The Valsalva maneuver is effective for some people, while the Toynbee maneuver works better for others. So, try both methods to determine which works best for you.
5. Chewing Gum
To overcome a sudden change in air pressure that causes the ears to become clogged, try chewing gum.
This process of chewing will open up your Eustachian tubes, relieving the excess pressure in the ears and ultimately opening up clogged ears.
This is why it is highly recommended to keep chewing gum handy when travelling by air.
6. Warm Compress
Applying a warm washcloth against the affected ear is also effective at opening the Eustachian tubes to equalize air pressure in the ears. It also helps eliminate congestion, one of the key reasons behind blocked ears.
The heat from a warm compress will also help ease any pain.
- Soak a washcloth in warm water, wring out the excess water and hold it over the affected ear for 5 minutes.
- Alternatively, wrap a hot water bottle in a thin towel and apply it to the clogged ear for 5 minutes.
7. Steam Inhalation
Steam inhalation is another effective method, but only when you have clogged ears due to a cold, the flu or allergies. Steam helps loosen the mucus, which in turn provides quick relief from clogged ears.
- Pour hot water into a large bowl.
- Optionally, add a few drops of lavender essential oil to it.
- Cover your head with a towel to prevent the steam from escaping.
- Inhale the steam slowly until the clogged ear pops.
Instead of steam inhalation, taking a hot shower for about 10 minutes will have the same result.
8. Nasal Decongestants
Sometimes, all you need to do is unclog your nasal passageways to deal with clogged ears.
You can get an over-the-counter nasal decongestant and use it according to the directions on the package. You can use a pediatric-strength nasal decongestant to help open your Eustachian tubes without the side effects of a stronger dose of medication.
You can also use it as a preventive measure for plugged ears that occur due to flying in an airplane. Use the nasal decongestant about ½ to 1 hour before takeoff and landing.

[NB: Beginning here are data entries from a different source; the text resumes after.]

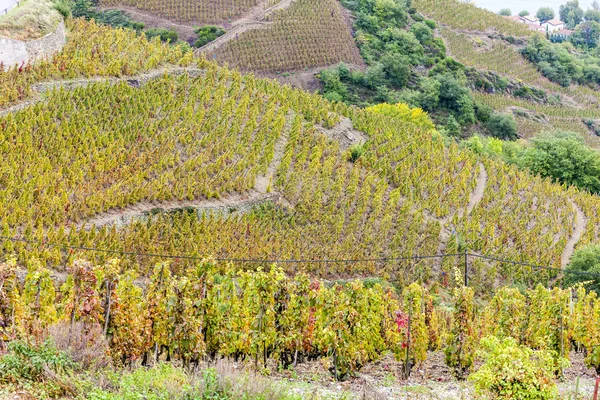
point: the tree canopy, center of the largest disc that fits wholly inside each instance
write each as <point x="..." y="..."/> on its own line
<point x="565" y="158"/>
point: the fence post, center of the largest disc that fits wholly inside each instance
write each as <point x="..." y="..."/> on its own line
<point x="466" y="268"/>
<point x="406" y="363"/>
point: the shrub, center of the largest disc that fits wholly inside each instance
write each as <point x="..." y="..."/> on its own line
<point x="514" y="372"/>
<point x="565" y="158"/>
<point x="502" y="126"/>
<point x="585" y="259"/>
<point x="63" y="7"/>
<point x="165" y="35"/>
<point x="39" y="368"/>
<point x="460" y="350"/>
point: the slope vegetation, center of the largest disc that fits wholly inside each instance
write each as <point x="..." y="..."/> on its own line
<point x="88" y="147"/>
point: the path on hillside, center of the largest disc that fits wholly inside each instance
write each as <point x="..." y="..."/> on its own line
<point x="254" y="19"/>
<point x="580" y="226"/>
<point x="479" y="191"/>
<point x="231" y="34"/>
<point x="230" y="204"/>
<point x="69" y="84"/>
<point x="474" y="199"/>
<point x="264" y="183"/>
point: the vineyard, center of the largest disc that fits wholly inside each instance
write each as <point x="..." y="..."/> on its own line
<point x="220" y="134"/>
<point x="309" y="34"/>
<point x="352" y="198"/>
<point x="188" y="10"/>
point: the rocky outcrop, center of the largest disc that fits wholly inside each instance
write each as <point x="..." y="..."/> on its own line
<point x="15" y="52"/>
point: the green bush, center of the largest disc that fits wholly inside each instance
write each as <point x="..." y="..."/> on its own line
<point x="565" y="158"/>
<point x="39" y="368"/>
<point x="207" y="34"/>
<point x="585" y="259"/>
<point x="502" y="126"/>
<point x="165" y="35"/>
<point x="514" y="372"/>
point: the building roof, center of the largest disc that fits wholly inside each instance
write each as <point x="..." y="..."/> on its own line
<point x="531" y="18"/>
<point x="564" y="32"/>
<point x="534" y="27"/>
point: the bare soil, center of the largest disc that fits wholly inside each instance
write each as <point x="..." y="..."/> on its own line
<point x="580" y="224"/>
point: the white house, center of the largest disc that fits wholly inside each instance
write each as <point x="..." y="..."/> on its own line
<point x="530" y="19"/>
<point x="553" y="25"/>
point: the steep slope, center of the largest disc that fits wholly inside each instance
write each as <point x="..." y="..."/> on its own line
<point x="205" y="132"/>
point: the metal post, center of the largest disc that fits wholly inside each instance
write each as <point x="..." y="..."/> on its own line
<point x="466" y="268"/>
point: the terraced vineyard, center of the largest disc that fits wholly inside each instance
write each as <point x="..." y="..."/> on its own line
<point x="463" y="16"/>
<point x="225" y="215"/>
<point x="189" y="10"/>
<point x="407" y="195"/>
<point x="309" y="34"/>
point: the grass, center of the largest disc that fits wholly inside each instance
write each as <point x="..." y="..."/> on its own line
<point x="31" y="20"/>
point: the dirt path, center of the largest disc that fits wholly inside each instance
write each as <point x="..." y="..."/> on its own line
<point x="264" y="182"/>
<point x="231" y="34"/>
<point x="235" y="203"/>
<point x="253" y="19"/>
<point x="580" y="226"/>
<point x="344" y="133"/>
<point x="185" y="31"/>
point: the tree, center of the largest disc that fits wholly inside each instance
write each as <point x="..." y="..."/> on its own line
<point x="461" y="343"/>
<point x="528" y="375"/>
<point x="502" y="126"/>
<point x="565" y="158"/>
<point x="586" y="259"/>
<point x="207" y="34"/>
<point x="397" y="69"/>
<point x="545" y="14"/>
<point x="422" y="32"/>
<point x="587" y="34"/>
<point x="452" y="126"/>
<point x="571" y="13"/>
<point x="592" y="15"/>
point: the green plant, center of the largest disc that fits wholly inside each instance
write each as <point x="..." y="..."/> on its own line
<point x="585" y="259"/>
<point x="63" y="7"/>
<point x="42" y="369"/>
<point x="514" y="372"/>
<point x="461" y="346"/>
<point x="355" y="152"/>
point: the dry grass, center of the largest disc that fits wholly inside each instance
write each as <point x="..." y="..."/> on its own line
<point x="85" y="343"/>
<point x="32" y="20"/>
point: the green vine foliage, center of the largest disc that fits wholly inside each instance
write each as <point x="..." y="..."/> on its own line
<point x="462" y="342"/>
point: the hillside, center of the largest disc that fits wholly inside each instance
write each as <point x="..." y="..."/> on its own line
<point x="165" y="208"/>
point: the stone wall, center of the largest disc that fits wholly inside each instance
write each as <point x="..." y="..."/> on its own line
<point x="15" y="52"/>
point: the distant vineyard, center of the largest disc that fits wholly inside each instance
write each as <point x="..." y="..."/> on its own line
<point x="310" y="33"/>
<point x="215" y="132"/>
<point x="91" y="50"/>
<point x="265" y="315"/>
<point x="465" y="16"/>
<point x="197" y="11"/>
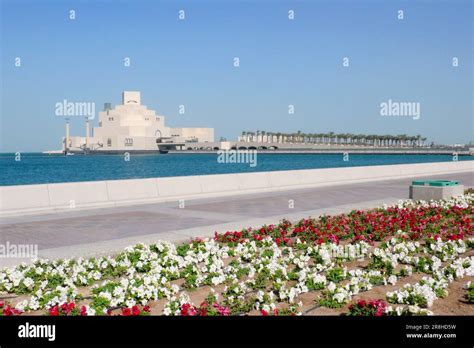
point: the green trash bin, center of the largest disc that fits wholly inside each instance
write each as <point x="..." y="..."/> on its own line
<point x="435" y="183"/>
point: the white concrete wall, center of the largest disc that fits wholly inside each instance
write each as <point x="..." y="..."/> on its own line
<point x="48" y="198"/>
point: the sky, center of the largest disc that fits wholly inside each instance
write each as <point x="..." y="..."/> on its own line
<point x="190" y="62"/>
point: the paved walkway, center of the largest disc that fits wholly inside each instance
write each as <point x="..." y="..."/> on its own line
<point x="104" y="231"/>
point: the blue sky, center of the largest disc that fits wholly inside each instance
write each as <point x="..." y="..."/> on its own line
<point x="282" y="62"/>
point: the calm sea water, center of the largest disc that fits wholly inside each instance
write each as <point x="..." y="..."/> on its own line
<point x="37" y="168"/>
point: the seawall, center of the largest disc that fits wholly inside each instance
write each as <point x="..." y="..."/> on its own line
<point x="63" y="197"/>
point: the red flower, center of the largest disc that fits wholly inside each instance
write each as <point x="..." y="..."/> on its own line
<point x="135" y="310"/>
<point x="54" y="311"/>
<point x="83" y="310"/>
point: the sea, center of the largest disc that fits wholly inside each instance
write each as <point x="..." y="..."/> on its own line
<point x="38" y="168"/>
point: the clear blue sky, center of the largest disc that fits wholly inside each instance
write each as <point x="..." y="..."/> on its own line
<point x="283" y="62"/>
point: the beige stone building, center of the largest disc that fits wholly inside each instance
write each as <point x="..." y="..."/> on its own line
<point x="131" y="126"/>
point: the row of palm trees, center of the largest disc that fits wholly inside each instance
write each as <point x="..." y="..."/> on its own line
<point x="332" y="138"/>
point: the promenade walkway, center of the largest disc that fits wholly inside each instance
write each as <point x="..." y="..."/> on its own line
<point x="108" y="230"/>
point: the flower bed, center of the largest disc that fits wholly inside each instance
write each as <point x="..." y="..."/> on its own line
<point x="283" y="269"/>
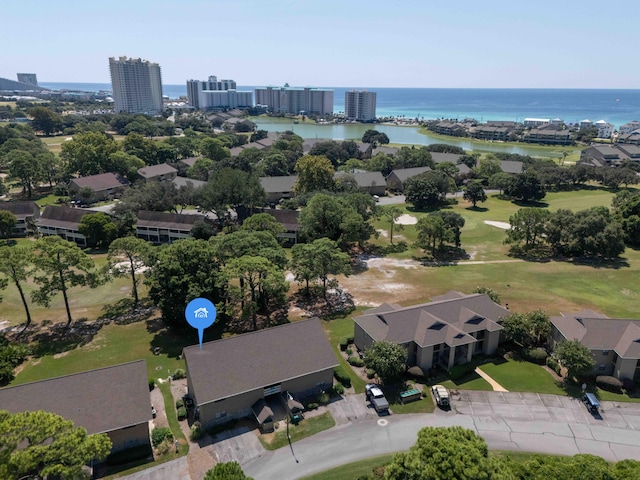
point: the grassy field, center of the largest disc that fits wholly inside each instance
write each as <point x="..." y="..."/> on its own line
<point x="521" y="376"/>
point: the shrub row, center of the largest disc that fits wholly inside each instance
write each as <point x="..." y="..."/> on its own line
<point x="342" y="376"/>
<point x="553" y="365"/>
<point x="535" y="355"/>
<point x="159" y="434"/>
<point x="611" y="384"/>
<point x="355" y="361"/>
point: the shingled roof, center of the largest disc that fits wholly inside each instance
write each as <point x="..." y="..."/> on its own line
<point x="258" y="359"/>
<point x="450" y="320"/>
<point x="100" y="400"/>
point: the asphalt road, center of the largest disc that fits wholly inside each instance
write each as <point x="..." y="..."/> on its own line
<point x="351" y="442"/>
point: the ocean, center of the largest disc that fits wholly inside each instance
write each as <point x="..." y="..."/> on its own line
<point x="571" y="105"/>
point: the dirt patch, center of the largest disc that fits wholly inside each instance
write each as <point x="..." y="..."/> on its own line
<point x="501" y="225"/>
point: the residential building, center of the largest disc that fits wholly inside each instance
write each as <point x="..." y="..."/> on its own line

Caution: Do not take decongestants before or during diving.
- No matter which technique you try, be gentle so you don’t accidentally damage your inner ears.
- During a plane flight, you can also use filtered earplugs to gradually equalize the pressure as you gain elevation or descend. Don’t sleep during takeoffs and landings, so that you can use the above mentioned techniques when you feel pressure in your ears.
- Avoid flying when you have a cold or other congestion.
- If you use over-the-counter or prescription medications to unclog your ears, avoid prolonged use of the medication.
- Avoid driving to or from high altitudes when you have a respiratory infection, as it can be dangerous.
- If you hear funny crackling noises coming from your ear, see a doctor to rule out the possibility of a serious ear problem.